A suggestion. Add more fiber to your diet gradually. Your body needs to get used to it. The bacteria in your stomach and small intestine need time to catch up. Adding too much fiber too quickly can cause gas and bloating. Drink plenty of water.

Where can I find fiber? There is no fiber in animal products. Only plants have fiber. Some great examples are nuts and seeds, cooked beans, fruits – especially citrus, berries, prunes, figs, and apricots. Shredded zucchini, cabbage, and carrots can be added to salads, soups, and stir-fries. Avoid white flour and white rice; instead, use whole grain rice, pasta, and bread. Snack on popcorn.  Serve a baked apple for dessert instead of cake or cookies. Add ground flaxseed to cereal, breads, muffins, wraps, casseroles—almost everything.
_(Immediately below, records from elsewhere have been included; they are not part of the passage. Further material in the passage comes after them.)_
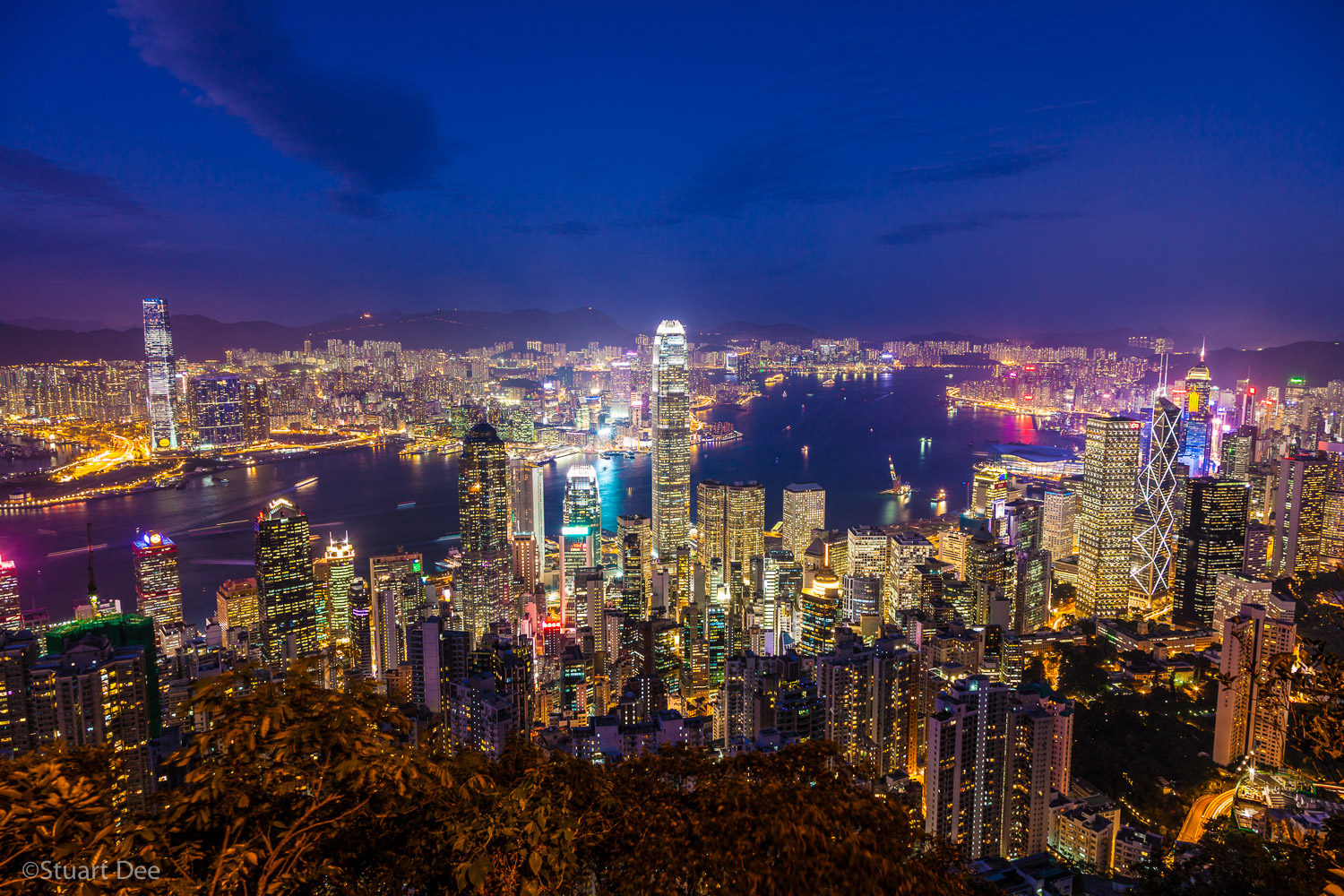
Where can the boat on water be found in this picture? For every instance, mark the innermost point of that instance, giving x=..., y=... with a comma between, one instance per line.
x=898, y=487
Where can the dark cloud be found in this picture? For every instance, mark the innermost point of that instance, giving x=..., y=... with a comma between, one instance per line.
x=375, y=134
x=37, y=179
x=927, y=230
x=771, y=171
x=559, y=228
x=999, y=163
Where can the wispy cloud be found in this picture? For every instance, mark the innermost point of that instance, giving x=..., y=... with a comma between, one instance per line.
x=927, y=230
x=559, y=228
x=35, y=179
x=375, y=134
x=986, y=166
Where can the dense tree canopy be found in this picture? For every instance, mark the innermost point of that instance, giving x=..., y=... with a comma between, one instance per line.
x=296, y=788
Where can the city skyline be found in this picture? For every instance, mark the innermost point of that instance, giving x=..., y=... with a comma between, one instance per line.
x=871, y=167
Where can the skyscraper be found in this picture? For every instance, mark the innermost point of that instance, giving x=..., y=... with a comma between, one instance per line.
x=1298, y=516
x=967, y=763
x=484, y=578
x=159, y=371
x=158, y=583
x=11, y=611
x=1156, y=517
x=1252, y=704
x=285, y=583
x=730, y=521
x=333, y=573
x=1211, y=540
x=527, y=506
x=217, y=410
x=255, y=411
x=669, y=397
x=804, y=511
x=1110, y=466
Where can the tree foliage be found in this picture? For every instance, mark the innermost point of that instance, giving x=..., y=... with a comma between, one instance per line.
x=295, y=788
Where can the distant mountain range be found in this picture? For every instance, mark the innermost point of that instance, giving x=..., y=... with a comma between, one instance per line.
x=202, y=339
This month’s recipe features lentils, my favorite legume. They can be made into so many delicious stews, soups, sauces, and loaves. I’ve made this flavorful curry recipe many times, and it always gets rave reviews.
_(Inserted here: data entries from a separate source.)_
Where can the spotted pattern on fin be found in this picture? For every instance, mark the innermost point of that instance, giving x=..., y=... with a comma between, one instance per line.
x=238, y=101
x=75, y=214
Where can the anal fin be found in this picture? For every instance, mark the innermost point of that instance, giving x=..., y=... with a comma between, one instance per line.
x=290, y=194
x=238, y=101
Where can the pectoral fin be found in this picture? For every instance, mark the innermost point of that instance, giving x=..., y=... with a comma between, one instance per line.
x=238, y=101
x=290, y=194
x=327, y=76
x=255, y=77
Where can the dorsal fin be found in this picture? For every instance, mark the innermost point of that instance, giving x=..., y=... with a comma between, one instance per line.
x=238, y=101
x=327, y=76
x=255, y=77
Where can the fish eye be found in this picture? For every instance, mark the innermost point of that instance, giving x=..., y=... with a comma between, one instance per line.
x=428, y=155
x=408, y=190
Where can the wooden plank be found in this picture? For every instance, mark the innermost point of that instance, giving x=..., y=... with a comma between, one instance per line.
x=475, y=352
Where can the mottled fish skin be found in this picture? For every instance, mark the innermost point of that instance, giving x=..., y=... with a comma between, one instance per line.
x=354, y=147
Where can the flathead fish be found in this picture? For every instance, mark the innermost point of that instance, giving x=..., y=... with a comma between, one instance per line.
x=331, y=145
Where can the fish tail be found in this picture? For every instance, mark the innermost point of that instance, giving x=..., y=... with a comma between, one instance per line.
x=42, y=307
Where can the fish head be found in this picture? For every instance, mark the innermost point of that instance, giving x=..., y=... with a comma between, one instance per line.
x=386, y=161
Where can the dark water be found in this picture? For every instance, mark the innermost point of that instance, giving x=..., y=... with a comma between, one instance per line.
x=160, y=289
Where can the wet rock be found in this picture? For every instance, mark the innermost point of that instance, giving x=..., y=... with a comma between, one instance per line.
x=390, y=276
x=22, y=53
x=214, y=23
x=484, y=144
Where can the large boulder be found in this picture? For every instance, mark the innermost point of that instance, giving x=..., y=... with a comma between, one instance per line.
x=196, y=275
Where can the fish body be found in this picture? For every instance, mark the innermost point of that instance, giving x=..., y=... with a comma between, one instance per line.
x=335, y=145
Makes six servings, with almost 17 grams of fiber in each. Serve it over brown rice (more fiber!). Or, add more liquid, for example 2-3 cups of vegetable broth, and serve it as a flavorful soup.

Prep Time10 minutes
Cook Time45 minutes
Total Time55 minutes
Print Recipe

Creamy Lentil Curry

Full of flavor, creamy from coconut milk, perfect over rice.
Course: Main Course
Cuisine: Indian, Vegan
Servings: 6

Ingredients

  • 2 tablespoons coconut oil I use the fat from the top of the can of coconut milk, also an ingredient
  • 1 teaspoon cumin
  • 1 teaspoon coriander
  • 6 cloves of garlic
  • 1 28- ounce can of crushed tomatoes
  • 2 tablespoons ginger chopped
  • 1 tablespoon turmeric
  • 2 teaspoons sea salt
  • 1 cup dried brown lentils
  • 1/4 teaspoon cayenne powder
  • 3 cups water
  • 1 15- ounce can light coconut milk
  • 1 cup cherry tomatoes sliced in half

Instructions

  • Heat the coconut oil in a large pot or skillet over medium heat. Add the cumin, coriander, and garlic to the pot and let it soften, about 2 minutes.
  • Add the can of crushed tomatoes, ginger, turmeric, and sea salt to the pot and cook, stirring the pot a few times, for 5 minutes. Add the lentils, cayenne, and 3 cups of water to the pot and bring it to a boil. Reduce the heat to low, cover the pot, and let it simmer for 35-40 minutes, or until the lentils are soft. Stir the pot a few times to prevent the lentils from sticking to the bottom. If the curry starts to look dry, add an extra 1/2 – 1 cup of water.
  • Once the lentils are soft, stir in the coconut milk and cherry tomatoes and bring the pot back to a simmer for a couple of minutes.